Former New York mayor Michael R. Bloomberg on Friday described President Trump as a “pretend CEO” who is damaging the country, enabled by Republicans in Congress who are afraid to stand up to him.
“The longer we have a pretend CEO recklessly running this country, the worse it will be for our country,” the billionaire businessman and philanthropist told 150 members of the Democratic Business Council of Northern Virginia in Tysons. Bloomberg, who’s been a Republican, independent and is now a Democrat, is considering a presidential run.
“I think it’s clear that the president at this point cannot be helped,” said Bloomberg, former three-term mayor of New York City. He was interrupted several times by applause from a crowd that included Virginia Gov. Ralph Northam, Northern Virginia congressmen Gerald E. Connolly and Don Beyer and multiple local elected leaders, all Democrats.
“Almost every deal he’s ever made, he left contractors and customers holding the bag. It appears he even cheated his own charity out of money,” Bloomberg said, referring to a New York attorney general’s civil suit against the Donald J. Trump Foundation. Closing part of the federal government because of a political disagreement over a wall on the U.S.-Mexico border is a “cynical political stunt,” Bloomberg said. “It really disturbs me when the Republicans in Congress can’t stand up to him . . . they make the Wizard of Oz’s Cowardly Lion look like a profile in courage.”
He ticked off a list of major national challenges that need attention: the opioid drug crisis, millions of Americans without health insurance, the proliferation of guns and gun violence, crumbling infrastructure, wage stagnation, underperforming schools, and climate change.

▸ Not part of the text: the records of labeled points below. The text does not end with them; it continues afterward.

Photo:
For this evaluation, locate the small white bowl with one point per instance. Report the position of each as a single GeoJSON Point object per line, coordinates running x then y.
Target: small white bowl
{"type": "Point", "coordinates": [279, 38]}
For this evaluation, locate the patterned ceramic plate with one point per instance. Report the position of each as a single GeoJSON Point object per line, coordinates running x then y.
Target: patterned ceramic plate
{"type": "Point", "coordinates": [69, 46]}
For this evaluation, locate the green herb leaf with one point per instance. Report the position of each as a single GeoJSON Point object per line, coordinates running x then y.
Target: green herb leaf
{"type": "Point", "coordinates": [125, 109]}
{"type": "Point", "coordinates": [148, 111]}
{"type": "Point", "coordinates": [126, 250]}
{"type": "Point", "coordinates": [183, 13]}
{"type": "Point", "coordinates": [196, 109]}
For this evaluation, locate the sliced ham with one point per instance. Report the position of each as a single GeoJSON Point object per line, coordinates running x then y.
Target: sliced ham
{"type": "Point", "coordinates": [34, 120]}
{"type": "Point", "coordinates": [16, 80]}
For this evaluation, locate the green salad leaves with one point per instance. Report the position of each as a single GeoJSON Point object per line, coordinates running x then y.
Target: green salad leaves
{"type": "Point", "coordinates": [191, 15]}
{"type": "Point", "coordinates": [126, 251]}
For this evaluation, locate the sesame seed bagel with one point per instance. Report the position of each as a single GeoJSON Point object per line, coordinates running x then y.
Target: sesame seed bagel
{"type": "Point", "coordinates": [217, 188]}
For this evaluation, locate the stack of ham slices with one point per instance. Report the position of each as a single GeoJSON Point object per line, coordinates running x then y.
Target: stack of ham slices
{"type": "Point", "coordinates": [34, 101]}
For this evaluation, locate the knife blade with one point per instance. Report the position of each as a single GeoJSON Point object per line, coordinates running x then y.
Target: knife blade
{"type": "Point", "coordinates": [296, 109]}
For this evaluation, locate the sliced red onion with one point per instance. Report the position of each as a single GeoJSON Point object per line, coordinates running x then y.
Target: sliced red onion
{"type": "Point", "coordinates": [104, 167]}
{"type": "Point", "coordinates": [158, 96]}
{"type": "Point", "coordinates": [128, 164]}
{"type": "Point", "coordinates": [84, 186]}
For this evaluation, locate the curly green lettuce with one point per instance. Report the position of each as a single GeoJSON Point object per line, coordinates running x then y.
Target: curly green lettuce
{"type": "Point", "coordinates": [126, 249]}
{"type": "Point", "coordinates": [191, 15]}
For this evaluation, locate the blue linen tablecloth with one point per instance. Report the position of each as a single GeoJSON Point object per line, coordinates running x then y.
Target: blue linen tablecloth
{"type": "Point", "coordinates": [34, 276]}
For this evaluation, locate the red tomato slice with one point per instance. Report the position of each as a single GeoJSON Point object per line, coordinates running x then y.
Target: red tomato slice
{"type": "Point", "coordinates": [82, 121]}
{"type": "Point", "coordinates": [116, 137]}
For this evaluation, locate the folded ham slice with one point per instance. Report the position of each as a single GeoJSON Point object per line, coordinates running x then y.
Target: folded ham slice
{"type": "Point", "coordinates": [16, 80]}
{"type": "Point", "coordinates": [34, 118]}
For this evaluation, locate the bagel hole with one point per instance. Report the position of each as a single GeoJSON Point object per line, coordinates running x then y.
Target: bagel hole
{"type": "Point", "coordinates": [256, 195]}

“We need a president who can break the gridlock and get big things done.” he said. “It’s so important for the president to open the government, but let’s not kid ourselves. Even when that happens, the dysfunction will unfortunately probably continue as long as we have a reckless president who doesn’t know the first thing about management and leadership.”
Bloomberg, who was also scheduled Friday to appear before the U.S. Conference of Mayors and at an event with Everytown for Gun Safety, an activist group that his foundation has funded, did not say he was running for president, but he joked that the “open bullpen” office he implemented in the mayor’s office would work well “in a slightly rounded office.”
He also offered humorous responses to questions about his recent travel to Iowa and his impending trip to New Hampshire, the two states with the earliest presidential primary elections. But he also spelled out his political and business experience in a city that is bigger than many nations.
“The presidency is not an entry-level job,” he said. “I don’t like walking away from challenges.”